Speaker or Narrator, and Point of View
A largely unidentified person visiting a vegetable market
Form and Meter
Four free-verse stanzas of unmatched length
Metaphors and Similes
The speaker metaphorically compares the fish to various weapons, including a torpedo and a bullet, and uses similes to compare the fish to weapons including a harpoon. The fish is also compared via metaphor to a seed and via simile to a fir tree. Finally, through metaphor, the fish is compared to a warship.

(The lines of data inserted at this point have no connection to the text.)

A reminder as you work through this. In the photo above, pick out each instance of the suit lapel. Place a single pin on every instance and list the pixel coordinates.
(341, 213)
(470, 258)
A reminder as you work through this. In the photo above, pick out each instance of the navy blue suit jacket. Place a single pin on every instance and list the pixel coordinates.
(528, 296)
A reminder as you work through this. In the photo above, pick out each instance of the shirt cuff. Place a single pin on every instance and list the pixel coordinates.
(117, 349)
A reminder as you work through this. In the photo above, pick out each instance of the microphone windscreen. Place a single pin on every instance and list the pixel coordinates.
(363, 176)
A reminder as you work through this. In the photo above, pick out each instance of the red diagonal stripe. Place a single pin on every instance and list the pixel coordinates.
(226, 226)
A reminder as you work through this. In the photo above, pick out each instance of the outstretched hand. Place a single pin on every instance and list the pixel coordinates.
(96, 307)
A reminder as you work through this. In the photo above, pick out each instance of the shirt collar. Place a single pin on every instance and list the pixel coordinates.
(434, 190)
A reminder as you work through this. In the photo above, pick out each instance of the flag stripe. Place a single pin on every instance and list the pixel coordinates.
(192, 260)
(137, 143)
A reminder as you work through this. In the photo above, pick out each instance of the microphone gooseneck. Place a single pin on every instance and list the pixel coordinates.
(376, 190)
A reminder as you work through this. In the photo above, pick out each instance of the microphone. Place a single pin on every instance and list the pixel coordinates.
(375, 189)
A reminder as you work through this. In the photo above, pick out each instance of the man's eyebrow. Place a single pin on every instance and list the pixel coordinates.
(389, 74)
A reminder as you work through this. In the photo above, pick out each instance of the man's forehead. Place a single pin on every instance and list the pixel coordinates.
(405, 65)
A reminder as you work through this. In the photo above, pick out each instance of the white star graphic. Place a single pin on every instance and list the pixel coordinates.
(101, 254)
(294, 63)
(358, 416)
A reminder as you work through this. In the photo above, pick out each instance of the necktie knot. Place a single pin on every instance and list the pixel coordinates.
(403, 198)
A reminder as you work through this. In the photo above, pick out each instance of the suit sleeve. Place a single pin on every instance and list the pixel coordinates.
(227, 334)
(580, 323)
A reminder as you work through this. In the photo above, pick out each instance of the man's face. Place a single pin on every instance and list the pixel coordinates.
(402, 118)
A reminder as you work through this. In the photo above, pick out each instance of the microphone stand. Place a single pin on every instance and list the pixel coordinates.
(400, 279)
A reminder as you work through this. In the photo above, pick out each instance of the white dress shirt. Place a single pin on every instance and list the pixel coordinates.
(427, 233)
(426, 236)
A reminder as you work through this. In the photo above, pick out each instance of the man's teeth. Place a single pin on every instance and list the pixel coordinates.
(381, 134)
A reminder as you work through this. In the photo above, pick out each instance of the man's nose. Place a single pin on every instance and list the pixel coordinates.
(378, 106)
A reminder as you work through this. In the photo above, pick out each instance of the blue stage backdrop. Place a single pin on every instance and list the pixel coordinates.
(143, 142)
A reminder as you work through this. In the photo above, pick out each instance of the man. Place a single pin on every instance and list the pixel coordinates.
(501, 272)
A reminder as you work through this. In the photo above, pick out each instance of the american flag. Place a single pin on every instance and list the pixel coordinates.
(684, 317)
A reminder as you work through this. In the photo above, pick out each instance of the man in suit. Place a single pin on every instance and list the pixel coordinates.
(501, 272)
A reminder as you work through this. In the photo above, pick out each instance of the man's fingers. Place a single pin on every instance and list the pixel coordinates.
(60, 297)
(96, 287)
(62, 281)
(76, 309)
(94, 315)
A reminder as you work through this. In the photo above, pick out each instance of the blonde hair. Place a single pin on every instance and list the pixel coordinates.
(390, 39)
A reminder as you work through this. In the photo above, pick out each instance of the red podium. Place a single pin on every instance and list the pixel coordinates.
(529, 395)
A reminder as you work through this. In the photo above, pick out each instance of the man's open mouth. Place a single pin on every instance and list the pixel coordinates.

Alliteration and Assonance
The poem contains many examples of both, especially alliteration. Assonant “OO” vowels in “only you / lived through / the sea's truth…” evoke depth and slowness. Meanwhile, instances of alliteration include the "S" sounds in the phrase “sappy as a sprung fir /in the green turmoil, /once seed /to sea-quake,” and the "F" sounds in “fins fletched.”
Irony
One of the poem’s primary situational ironies is the fact that the speaker is deeply affected by his interaction with the fish, despite its inevitable one-sidedness. The other is the unexpected way in which the poem ends by concluding that death, for the fish, is not a dearth of experience but in fact a fascinating new realm of experience and knowledge.
Genre
Ode
Setting
A bustling urban food market
Tone
Awed, mournful, admiring, ardent
Protagonist and Antagonist
The tuna and the speaker can both be considered protagonists, while the human practices of consumption that resulted in the tuna's death can be considered the antagonist.
Major Conflict
The poem contains several parallel conflicts: on the one hand, the speaker’s attempt to come to terms with the fish’s life and death, and on the other hand, the fish’s (imagined) fight to stay alive and maintain power in the sea.
Climax
The poem’s climactic moments come in its final lines, when the speaker shifts the metaphorical language around the tuna, comparing it to a man of war and comparing death to the sea.
Foreshadowing
N/A
Understatement
The poem as a whole is tonally hyperbolic and emphatic, avoiding understatement.
Allusions
Through references to various types of weapons, the poem alludes to twentieth-century practices of warfare.
Metonymy and Synecdoche
The phrase “the underwater dark” uses metonymy, naming the property of darkness to refer to the ocean as a whole.
Personification
The poem revolves entirely around the personification of the fish, though it is a complex personification, grappling with the ways in which the fish is unlike a person even while attributing human characteristics to it.
Hyperbole
The speaker hyperbolically describes the tuna’s uniqueness with the repeated phrase “only you.”